Durant deux minutes et demie, nous sommes littéralement téléportés en 1966 par la bombe que les boys livrent avec la ferveur des Young Rascals. Quand on pense que cette reprise n’avait guère eu de succès lorsque interprétée par The Olympics, un an plus tôt…
Sur l’écran, les lettres géantes et les couleurs brillantes se succèdent à un rythme fou. Si une chanson vaut le prix d’entrée d’un spectacle, celle-là fait partie d’une courte liste de classiques. Et ce n’était pas la seule.

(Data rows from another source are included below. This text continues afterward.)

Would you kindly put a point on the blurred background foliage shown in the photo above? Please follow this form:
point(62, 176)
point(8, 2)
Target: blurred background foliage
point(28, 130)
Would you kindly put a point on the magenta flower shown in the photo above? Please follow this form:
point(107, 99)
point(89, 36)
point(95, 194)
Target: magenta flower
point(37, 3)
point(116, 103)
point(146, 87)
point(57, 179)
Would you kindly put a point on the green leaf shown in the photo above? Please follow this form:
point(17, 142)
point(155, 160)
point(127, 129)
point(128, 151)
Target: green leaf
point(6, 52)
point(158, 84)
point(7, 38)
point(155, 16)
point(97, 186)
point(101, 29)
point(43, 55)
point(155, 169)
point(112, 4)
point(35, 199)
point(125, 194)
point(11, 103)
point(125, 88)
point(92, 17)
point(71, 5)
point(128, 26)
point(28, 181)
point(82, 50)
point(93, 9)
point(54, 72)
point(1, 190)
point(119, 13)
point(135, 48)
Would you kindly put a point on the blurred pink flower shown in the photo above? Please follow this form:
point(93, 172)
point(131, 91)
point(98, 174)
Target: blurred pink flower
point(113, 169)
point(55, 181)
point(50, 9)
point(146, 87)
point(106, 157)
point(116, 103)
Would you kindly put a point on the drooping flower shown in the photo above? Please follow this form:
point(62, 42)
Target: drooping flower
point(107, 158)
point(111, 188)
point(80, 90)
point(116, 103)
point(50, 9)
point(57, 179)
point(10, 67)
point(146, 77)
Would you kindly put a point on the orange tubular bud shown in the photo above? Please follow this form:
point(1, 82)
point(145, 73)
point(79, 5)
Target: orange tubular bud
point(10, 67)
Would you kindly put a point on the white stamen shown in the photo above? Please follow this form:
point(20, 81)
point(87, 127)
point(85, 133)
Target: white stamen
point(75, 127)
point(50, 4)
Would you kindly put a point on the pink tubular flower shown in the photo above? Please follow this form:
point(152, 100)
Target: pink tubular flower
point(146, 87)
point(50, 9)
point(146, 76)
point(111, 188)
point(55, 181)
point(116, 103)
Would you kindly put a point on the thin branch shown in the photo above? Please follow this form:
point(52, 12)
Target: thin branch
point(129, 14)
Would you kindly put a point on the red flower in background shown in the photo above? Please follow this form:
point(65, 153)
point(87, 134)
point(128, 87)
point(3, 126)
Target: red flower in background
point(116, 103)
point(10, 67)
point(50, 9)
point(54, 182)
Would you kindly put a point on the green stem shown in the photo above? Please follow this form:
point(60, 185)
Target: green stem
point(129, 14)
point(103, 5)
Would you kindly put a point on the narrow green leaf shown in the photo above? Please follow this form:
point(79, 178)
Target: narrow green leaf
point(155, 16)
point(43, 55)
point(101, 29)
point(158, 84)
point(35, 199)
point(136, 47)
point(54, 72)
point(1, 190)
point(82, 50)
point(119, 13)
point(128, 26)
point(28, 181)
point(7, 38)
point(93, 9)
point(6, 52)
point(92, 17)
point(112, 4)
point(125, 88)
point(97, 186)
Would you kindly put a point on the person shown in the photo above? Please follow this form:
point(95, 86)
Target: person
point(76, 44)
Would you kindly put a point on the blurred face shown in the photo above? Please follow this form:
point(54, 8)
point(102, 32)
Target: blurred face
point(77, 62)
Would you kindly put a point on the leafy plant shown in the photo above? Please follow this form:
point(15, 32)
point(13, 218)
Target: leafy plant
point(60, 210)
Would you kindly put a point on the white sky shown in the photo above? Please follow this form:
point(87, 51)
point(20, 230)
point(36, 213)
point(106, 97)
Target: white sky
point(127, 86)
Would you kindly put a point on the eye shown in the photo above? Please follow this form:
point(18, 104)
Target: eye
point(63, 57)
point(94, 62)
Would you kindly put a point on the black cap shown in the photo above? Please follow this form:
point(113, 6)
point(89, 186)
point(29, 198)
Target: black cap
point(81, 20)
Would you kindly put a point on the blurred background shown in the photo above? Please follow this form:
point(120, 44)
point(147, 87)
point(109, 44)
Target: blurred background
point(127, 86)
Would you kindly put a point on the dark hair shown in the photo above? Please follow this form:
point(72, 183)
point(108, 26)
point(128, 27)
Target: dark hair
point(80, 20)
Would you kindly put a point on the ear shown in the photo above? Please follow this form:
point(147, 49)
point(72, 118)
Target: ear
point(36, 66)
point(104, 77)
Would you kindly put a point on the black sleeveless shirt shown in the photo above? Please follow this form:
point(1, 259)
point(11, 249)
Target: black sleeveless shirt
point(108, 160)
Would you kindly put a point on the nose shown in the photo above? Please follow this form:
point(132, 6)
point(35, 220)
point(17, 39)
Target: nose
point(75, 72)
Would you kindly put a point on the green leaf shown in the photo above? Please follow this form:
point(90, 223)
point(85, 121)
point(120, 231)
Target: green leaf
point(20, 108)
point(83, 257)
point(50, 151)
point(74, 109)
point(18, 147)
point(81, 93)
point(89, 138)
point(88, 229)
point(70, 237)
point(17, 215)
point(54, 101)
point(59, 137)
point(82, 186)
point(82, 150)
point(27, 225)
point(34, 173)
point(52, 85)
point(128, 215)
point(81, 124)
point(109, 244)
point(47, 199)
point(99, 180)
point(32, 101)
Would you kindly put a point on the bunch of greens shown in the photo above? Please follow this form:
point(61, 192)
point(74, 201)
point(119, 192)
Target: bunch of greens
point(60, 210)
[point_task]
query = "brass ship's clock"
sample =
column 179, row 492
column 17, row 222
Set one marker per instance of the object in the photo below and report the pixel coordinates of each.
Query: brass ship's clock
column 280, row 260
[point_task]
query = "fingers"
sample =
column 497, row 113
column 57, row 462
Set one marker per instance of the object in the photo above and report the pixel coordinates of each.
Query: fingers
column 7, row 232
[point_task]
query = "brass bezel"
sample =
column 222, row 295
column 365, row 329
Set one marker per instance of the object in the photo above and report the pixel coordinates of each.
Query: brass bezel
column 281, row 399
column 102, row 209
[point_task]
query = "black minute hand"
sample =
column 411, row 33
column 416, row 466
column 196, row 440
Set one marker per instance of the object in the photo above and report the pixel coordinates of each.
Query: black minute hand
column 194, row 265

Groovin’, avec sa mélodie langoureuse et l’harmonica délicat de Cornish, était belle à pleurer, au même titre que le « protest song » People Got To Be Free fut libérateur. Tout le segment psychédélique fut d’ailleurs fédérateur avec A Ray of Hope, A Beautiful Morning et Heaven.
Outre la qualité indiscutable de la production et de la livraison, c’est probablement le plaisir des quatre vieux potes qui transcende ce spectacle. Certains avaient fait quelques apparitions en 1988 et durant les années 1990, mais les boys n’avaient jamais rejoué tous les quatre ensemble avant 2010, lors d’une œuvre caritative, exactement 40 ans après le départ de Brigati en 1970. Et ils ont un plaisir fou, comme s’ils voulaient rattraper le temps perdu.
Cornish, le seul Canadien du groupe, l’a dit sur scène : « The Rascals sont de retour! ». On attend donc la tournée à Montréal.